There have been other posts to this thread that are wrong: First off, True Type fonts are vector (outline) fonts, very similar to Type1 (which are also vector fonts) but with the ability for the author to hand code pixel hints. This generally makes True Type fonts look better than Type1 fonts under certain conditions. It all comes down to the quality of the software that renders the fonts more than the actual format of the font. I have seen True Type font software that is so badly designed that it renders the fonts at a fixed size and then scales the output for display. It all comes down to the quality of the rendering software much more than the format that the font is in. (This only applies to vector/outline fonts, bitmap fonts are an entirely different issue.)

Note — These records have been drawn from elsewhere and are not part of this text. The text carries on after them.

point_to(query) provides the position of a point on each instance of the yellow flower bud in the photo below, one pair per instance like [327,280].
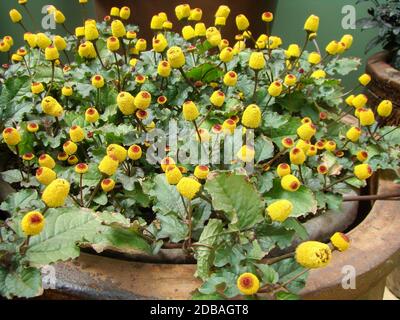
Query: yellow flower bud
[280,210]
[56,193]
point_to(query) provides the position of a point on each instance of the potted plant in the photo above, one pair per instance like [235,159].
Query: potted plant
[213,169]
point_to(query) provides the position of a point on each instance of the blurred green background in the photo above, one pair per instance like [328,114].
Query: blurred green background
[290,16]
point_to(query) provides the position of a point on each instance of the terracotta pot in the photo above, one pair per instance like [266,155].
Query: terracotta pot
[385,84]
[374,252]
[142,11]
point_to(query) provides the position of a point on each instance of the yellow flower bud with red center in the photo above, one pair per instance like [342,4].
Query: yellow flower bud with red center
[306,131]
[248,284]
[81,168]
[242,23]
[297,156]
[332,48]
[385,108]
[217,98]
[363,171]
[353,134]
[142,100]
[229,126]
[290,183]
[318,74]
[314,58]
[173,175]
[91,115]
[118,151]
[45,175]
[76,134]
[230,79]
[213,36]
[313,254]
[347,39]
[33,223]
[364,79]
[15,16]
[257,61]
[11,136]
[367,117]
[362,155]
[107,185]
[188,187]
[70,147]
[340,241]
[126,103]
[51,53]
[135,152]
[252,117]
[290,80]
[200,29]
[118,29]
[312,24]
[182,11]
[125,13]
[56,193]
[175,57]
[280,210]
[275,89]
[190,111]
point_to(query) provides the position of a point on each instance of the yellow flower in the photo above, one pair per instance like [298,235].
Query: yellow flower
[242,23]
[340,241]
[353,134]
[312,24]
[11,136]
[91,115]
[76,134]
[280,210]
[252,117]
[113,44]
[367,117]
[248,284]
[314,58]
[217,98]
[15,16]
[45,175]
[365,79]
[51,53]
[107,185]
[173,175]
[142,100]
[363,171]
[117,151]
[135,152]
[190,111]
[126,103]
[230,79]
[283,170]
[33,223]
[313,254]
[385,108]
[275,89]
[70,148]
[290,183]
[81,168]
[125,13]
[118,29]
[188,187]
[108,165]
[56,193]
[176,58]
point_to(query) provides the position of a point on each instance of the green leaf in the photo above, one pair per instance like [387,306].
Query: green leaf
[238,198]
[303,200]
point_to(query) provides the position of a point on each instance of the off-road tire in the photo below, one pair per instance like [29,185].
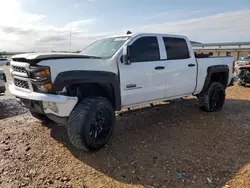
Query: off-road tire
[206,97]
[41,117]
[240,83]
[82,118]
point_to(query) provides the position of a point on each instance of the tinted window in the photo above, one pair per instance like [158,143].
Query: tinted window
[176,48]
[145,49]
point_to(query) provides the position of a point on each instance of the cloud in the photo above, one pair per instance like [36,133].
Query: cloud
[224,27]
[24,31]
[76,5]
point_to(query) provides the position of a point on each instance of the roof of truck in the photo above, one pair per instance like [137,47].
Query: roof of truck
[141,33]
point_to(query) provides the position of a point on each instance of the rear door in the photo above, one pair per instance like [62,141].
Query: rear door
[144,79]
[181,67]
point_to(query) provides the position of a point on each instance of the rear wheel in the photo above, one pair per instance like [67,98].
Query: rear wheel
[91,123]
[241,83]
[213,98]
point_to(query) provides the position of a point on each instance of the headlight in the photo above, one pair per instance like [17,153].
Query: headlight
[41,73]
[41,78]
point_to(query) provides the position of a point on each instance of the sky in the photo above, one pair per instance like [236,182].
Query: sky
[45,25]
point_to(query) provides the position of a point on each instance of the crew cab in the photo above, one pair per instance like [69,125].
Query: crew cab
[84,90]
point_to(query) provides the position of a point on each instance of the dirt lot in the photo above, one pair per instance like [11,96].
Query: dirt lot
[176,146]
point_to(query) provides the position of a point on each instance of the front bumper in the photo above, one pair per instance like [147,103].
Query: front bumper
[58,105]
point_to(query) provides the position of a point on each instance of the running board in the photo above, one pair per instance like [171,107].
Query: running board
[142,109]
[151,107]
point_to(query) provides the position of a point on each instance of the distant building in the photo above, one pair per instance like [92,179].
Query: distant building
[235,49]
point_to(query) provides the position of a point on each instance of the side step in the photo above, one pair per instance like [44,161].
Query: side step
[150,107]
[141,109]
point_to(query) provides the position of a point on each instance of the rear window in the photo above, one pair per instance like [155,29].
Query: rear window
[176,48]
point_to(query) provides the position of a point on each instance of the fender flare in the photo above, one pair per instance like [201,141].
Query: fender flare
[67,78]
[214,69]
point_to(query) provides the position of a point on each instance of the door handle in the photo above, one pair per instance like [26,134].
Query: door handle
[191,65]
[159,68]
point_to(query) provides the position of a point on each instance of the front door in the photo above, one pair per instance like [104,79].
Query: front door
[143,80]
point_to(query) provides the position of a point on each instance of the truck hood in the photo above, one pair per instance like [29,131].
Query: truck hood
[34,58]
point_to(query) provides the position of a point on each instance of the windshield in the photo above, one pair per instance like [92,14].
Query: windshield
[105,48]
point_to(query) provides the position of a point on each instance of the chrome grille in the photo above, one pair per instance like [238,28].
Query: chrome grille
[19,69]
[21,83]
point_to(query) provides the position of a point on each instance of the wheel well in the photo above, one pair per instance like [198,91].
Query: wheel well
[221,77]
[92,90]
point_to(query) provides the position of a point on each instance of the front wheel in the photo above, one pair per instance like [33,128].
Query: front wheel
[91,123]
[213,98]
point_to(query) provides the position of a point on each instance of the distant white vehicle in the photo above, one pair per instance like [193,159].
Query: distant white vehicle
[3,60]
[2,81]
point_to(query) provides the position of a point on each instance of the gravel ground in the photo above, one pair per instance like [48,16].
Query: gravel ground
[176,146]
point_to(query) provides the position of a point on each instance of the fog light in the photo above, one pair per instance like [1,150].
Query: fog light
[51,105]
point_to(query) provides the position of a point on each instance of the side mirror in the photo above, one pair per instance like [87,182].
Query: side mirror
[126,55]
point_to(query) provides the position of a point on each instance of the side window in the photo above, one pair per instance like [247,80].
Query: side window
[176,48]
[145,49]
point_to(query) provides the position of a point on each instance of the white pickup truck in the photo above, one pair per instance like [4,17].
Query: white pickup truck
[84,90]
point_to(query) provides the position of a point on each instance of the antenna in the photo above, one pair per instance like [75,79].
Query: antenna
[129,32]
[70,33]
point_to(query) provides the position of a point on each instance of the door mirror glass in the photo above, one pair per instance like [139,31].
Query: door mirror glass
[126,55]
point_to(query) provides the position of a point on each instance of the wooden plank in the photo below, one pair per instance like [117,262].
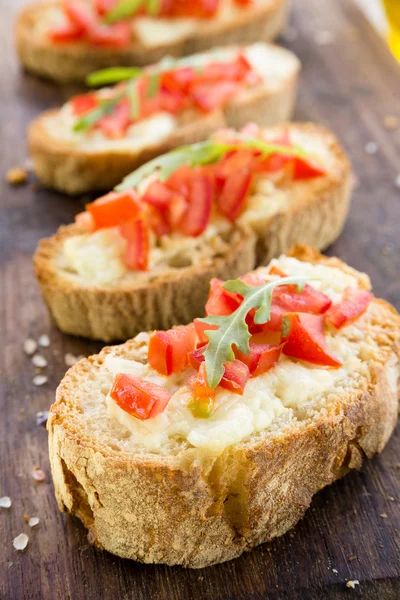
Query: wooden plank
[350,84]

The point here is that PCL and PostScript are both standards that many printer manufacturers have adopted. Depending on how well the manufacture wrote the specific implementation will determine how well the printer will work with a given standard. There are also many proprietary printer languages that are printer specific. In my opinion, non standard printer languages are to be completely avoided when ever possible! The reason is that non standard languages are often not documented, and when the company comes up with a new one, support for the old one is likely to be discontinued. So when you upgrade or change the OS on your computer and there is no driver that works with your printer/OS combination, you now have a door stop. One other reason is that nobody has ever been able to demonstrate that a proprietary printer language has any real printing quality advantage over PCL or PostScript, so there is no reason whatsoever other than saving hardware cost on the printer, which now days is pointless because computing power is so cheap.
Solution 3:
To me this depends on a couple of things:
- Does the printer support native PostScript. Many printers only have PostScript emulation. The actual printing engine does not "think" in PostScript and so you lose some definition in comparison to a true PostScript printer. A lot of HP printers (not sure about the 2605) only do emulation.
- Do your users need PostScript? If they are printing mostly office documents (Word, Excel) PCL will be the best. There are normally far fewer options on a PCL driver, which makes it simpler for an enduser. If your users are printing out graphical presentations or lots of pictures and are very picky about the final product, then I would go with a PostScript driver, but only if it is a true PostScript printer...
In short, I would test to see which works the best in your environment.